At the station, we were quite surprised to see how quiet things were. There were a few trains on the billboard, showing ours as well, Track No. 2 being indicated, without a departure time. I took a peak look at Track No. 2, there was no train parked ther: strange, the scheduled departure would be just an hour away. Behind a counter, three ladies were busy looking at some sort of large sheet and I knocked on the window and asked "Yerevan?". Without looking up, one said "cancelled". Mhhh. We then met a group of tourists from Russia, who confirmed our worst fear - yes, indeed, the train was cancelled, supposedly due to flooding (we suspected political reasons). What now followed was the bureaucratic procedure that Eastern Europe used to be (or still is) well-known for. We had to pull a number, that was not the issue, our turn came relatively fast. Then the Kafka-esque procedure followed. At the first window, two more followed, a long sheet of paper was filled out by hand, where we again had to show our passports about three times, were asked multiple times whether we really wanted to cancel both tickets (yes and yes). After some wait, we were called to window #2, where the lady did some administration manually, then in a computer. ,A stamp landed on our paper and were asked to wait for window #3. Here a lady who spoke perfect English asked for our passport again, then handed out the the one-way fare to the penny to Florian (his signature), the one-way ticket to me to the penny (my signature), the return ticket to Florian to the penny (his signature), the return ticket to me to the penny (my signature). Well, it was around 10 pm by the time we were done and we lost a couple of Euros, as it was not compulsory to cancel the return ticket.

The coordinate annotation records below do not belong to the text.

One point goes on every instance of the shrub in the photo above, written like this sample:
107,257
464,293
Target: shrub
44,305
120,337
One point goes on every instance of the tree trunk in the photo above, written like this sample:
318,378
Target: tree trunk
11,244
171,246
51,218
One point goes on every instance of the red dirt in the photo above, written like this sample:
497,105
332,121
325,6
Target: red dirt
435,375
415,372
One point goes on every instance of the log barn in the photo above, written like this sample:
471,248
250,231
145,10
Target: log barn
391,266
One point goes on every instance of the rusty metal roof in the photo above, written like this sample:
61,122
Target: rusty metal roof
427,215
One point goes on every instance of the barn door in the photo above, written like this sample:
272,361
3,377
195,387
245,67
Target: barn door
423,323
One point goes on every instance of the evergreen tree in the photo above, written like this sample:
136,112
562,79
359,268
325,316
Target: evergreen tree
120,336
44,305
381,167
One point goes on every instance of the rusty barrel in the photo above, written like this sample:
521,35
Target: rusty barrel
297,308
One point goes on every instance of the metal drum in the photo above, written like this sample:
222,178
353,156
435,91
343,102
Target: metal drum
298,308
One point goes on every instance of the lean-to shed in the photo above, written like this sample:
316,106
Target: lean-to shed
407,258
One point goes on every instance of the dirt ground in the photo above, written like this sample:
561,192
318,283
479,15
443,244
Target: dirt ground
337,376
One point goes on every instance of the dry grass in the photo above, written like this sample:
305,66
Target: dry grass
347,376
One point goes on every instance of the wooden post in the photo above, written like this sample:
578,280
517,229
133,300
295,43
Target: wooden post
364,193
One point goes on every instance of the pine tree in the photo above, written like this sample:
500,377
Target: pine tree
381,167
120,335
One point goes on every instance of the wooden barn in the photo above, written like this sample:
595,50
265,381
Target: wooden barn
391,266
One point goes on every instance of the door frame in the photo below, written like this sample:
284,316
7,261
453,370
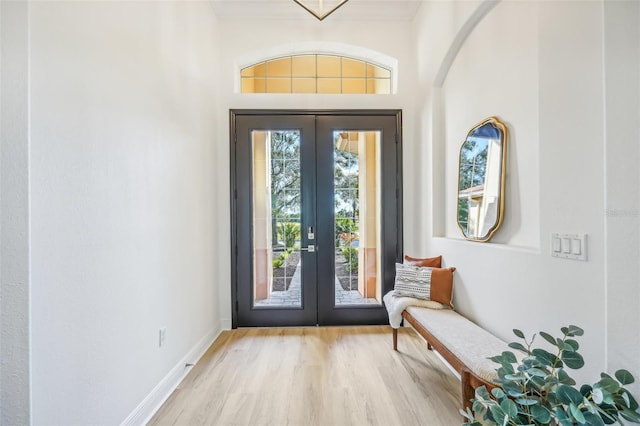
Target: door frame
234,113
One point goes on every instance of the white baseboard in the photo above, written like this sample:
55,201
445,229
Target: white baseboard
152,403
225,323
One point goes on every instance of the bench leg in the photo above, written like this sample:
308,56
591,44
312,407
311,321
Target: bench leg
395,339
468,392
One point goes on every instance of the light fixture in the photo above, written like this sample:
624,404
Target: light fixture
321,8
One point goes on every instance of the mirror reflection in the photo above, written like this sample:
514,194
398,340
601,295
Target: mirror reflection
481,177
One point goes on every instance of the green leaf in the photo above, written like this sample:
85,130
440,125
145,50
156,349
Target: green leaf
509,407
608,384
633,404
540,414
572,360
536,372
509,357
569,395
527,401
544,357
497,413
564,346
497,359
624,377
512,390
597,396
593,419
630,415
573,343
564,378
517,346
577,414
608,413
561,415
498,393
482,393
549,338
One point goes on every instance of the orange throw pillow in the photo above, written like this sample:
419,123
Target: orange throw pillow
433,262
442,285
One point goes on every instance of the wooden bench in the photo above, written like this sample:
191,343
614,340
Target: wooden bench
463,344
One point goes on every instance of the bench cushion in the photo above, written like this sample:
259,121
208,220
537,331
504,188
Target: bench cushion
471,344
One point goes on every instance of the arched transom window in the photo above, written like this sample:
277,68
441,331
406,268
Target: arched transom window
316,74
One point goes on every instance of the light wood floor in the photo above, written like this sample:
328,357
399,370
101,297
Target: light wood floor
315,376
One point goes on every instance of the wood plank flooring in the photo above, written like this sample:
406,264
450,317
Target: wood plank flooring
315,376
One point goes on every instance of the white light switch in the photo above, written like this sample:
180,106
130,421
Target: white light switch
576,245
569,246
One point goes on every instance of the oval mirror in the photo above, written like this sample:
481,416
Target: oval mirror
481,176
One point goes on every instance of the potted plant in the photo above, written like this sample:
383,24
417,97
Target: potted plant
537,389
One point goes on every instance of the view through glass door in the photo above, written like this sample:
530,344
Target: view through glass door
316,217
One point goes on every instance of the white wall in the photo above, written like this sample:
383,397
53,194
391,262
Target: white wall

To be honest, I was quite disappointed with the cancellation, for the reasons I had mentioned above (looking forward to the ride and Armennia) - but Florian told me to look at the bright side of life, that we would do other fun stuff - and maybe head over to Armenia at later point in time.

At the station, we met a fellow stranded passenger, Katarzyna from Prague, who had to go through the same ordeal as us. With 28 years of age, she is quite brave to have been touring the Caucasus by herself. We talked for a while and agreed we would go for a walk the following day in Tbilisi.

So, with the change in ou5 plans, we were now again in Tbilisi. I called Vic, our host of the nice bed & breakfast place, but it was all booked out. So with the help of booking.com (no advertizing fee paid to me), we found a nice 4-star hotel, called Hotel Capitol by Umbrella, someone outside the center, for about €30 per room, breakfast included and headed there with the metro. It was a very young, very pretty and very friendly receptionist lady, who gave both of us an upgrade, to a nice, large room with views of Tbilisi. I was quite happy to have a warm shower, then retired fort he night, pondering what Faith had for me, now that our plans had taken an unexpected change.